Atterberg was born in Gothenburg. He studied cello and would later occasionally play the cello in orchestras. He published his first work, a Rhapsody for Piano and Orchestra, Op. 1, in 1908. In 1910 he sent the Rhapsody and an incomplete version of the Symphony No. 1 in B minor, soon published as Op. 3, to the Stockholm Conservatory for admission. He studied composition and orchestration with Andreas Hallén there while simultaneously receiving instruction at the Royal Institute of Technology, earning a masters' degree in engineering in 1911.
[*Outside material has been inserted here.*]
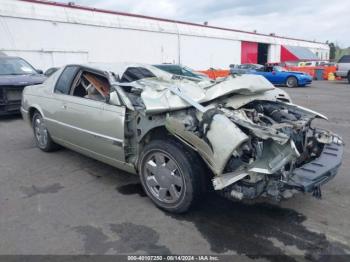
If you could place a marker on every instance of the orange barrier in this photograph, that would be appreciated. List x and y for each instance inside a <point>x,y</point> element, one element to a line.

From 1912 to 1968 Atterberg worked at the Swedish Patent and Registration Office, becoming head of a division there in 1937. In 1912, he made his conducting debut conducting his own Symphony No. 1. In 1916 he was appointed to Maestro of the Royal Dramatic Theatre in Stockholm, a position he held until 1922. His Violin Concerto in E minor, Op. 7 was premiered by the Australian violinist Alma Moodie on 6 November 1919, with the Berlin Philharmonic Orchestra under Max von Schillings.[1] From 1919 to 1957, he was a music critic for the Stockholmstidningen.

In 1924, Atterberg helped found the Society of Swedish Composers and the Swedish Performing Rights Society (an organization similar to ASCAP in America). In 1926 he became a member of the Royal Swedish Academy of Music and was secretary of that organization from 1940 to 1953.

While composing an opera about the Vikings, Härvard Harpolekare, Atterberg also wrote a "Sinfonia Piccola" (Symphony No. 4 in G minor, Op. 14) inspired by an anthology of Swedish folk tunes published in 1875.

For the Schubert centenary in 1928, the Columbia Gramophone Company sponsored a competition for a symphony completing or inspired by Schubert's "Unfinished" Symphony, and Atterberg won the first prize of $10,000 with his Symphony No. 6. The symphony was recorded by Sir Thomas Beecham and Arturo Toscanini, and Atterberg also recorded it himself.

Atterberg died in Stockholm on 15 February 1974. He is buried in the Norra begravningsplatsen (Northern Cemetery), in Stockholm.